Haymitch put me in a drug-state. Because not even Prim's tears, my mom voice, and Gale touches could get inside my mind. I didn't even think much of District 12. I just couldn't. Nothing is important when you're dead inside. Really.

It was Madge who helped me. She was the chief daughter, so Capitol loosened her up which was their mistake since she'd able to escape. I assure you, nothing is mattered to me back then, but Madge words, are incredible. Made me wanted to strangle her neck for, "are you stupid? If you want him back then do something! Lying on the bed like this is just as the same as letting Capitol off his head!" But strangely, letting my tears dropping made my pain lessened at some point I didn't even know. After that, I started do my role as the Mockingjay and Madge as the lead of the rebellion.

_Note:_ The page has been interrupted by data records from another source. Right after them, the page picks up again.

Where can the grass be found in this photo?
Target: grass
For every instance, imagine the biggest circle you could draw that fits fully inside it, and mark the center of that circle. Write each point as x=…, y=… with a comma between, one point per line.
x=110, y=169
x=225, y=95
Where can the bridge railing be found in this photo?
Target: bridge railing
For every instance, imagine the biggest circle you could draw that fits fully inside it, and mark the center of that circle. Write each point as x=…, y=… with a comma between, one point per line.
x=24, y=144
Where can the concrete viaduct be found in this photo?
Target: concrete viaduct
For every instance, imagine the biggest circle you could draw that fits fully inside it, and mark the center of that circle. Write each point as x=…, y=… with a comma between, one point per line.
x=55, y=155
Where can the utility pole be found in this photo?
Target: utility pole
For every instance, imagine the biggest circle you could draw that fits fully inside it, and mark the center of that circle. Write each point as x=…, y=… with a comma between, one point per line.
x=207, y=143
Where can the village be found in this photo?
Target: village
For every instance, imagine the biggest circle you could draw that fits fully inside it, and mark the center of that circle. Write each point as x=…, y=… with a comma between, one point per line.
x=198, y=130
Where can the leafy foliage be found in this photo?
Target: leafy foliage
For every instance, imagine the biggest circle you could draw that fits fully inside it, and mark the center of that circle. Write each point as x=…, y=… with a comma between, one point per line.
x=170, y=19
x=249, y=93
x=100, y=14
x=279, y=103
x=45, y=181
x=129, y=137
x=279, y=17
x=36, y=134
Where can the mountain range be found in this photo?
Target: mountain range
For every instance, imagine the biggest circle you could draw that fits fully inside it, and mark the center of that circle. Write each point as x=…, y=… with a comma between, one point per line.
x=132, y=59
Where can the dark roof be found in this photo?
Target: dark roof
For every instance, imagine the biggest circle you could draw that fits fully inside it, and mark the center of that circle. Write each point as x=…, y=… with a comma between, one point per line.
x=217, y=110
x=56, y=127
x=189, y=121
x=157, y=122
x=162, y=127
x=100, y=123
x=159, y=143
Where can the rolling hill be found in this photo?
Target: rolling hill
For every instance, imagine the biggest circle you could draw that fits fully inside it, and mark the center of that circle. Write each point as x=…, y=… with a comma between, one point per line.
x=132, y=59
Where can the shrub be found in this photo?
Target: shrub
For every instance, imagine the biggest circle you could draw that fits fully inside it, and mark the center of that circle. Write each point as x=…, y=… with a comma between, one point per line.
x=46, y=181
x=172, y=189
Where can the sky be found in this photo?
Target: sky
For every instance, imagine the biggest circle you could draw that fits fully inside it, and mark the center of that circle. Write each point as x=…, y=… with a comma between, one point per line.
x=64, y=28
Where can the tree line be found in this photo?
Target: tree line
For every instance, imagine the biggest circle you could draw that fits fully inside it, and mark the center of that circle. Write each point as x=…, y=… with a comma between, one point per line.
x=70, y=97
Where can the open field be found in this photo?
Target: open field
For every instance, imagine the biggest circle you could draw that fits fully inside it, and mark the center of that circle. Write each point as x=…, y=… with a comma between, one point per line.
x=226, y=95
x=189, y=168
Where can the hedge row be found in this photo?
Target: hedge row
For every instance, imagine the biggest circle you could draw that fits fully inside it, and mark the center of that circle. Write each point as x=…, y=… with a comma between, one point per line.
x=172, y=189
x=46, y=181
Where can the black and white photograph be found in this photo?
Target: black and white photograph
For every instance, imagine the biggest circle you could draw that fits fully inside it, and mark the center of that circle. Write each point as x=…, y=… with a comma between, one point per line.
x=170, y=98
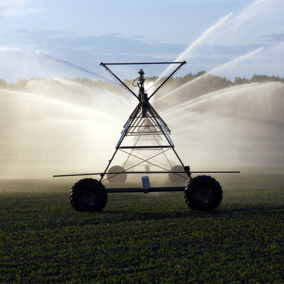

Now, it's still hard to believe the girl who bought strawberries from me and gave me Mockingjay pin is one of the lead of the New Panem. It's even more unbelievable to see her and Gale married 9 years ago. They're still the same of course, fighting over stupid things and then both of them will try to tell me the problem separately from their point of view. I can't do anything of course. They're both my friends and sometimes, I find they're so funny I nearly die from laughing. Seriously, they already have 3 children and still fight over strawberries? The kids are more mature than they are.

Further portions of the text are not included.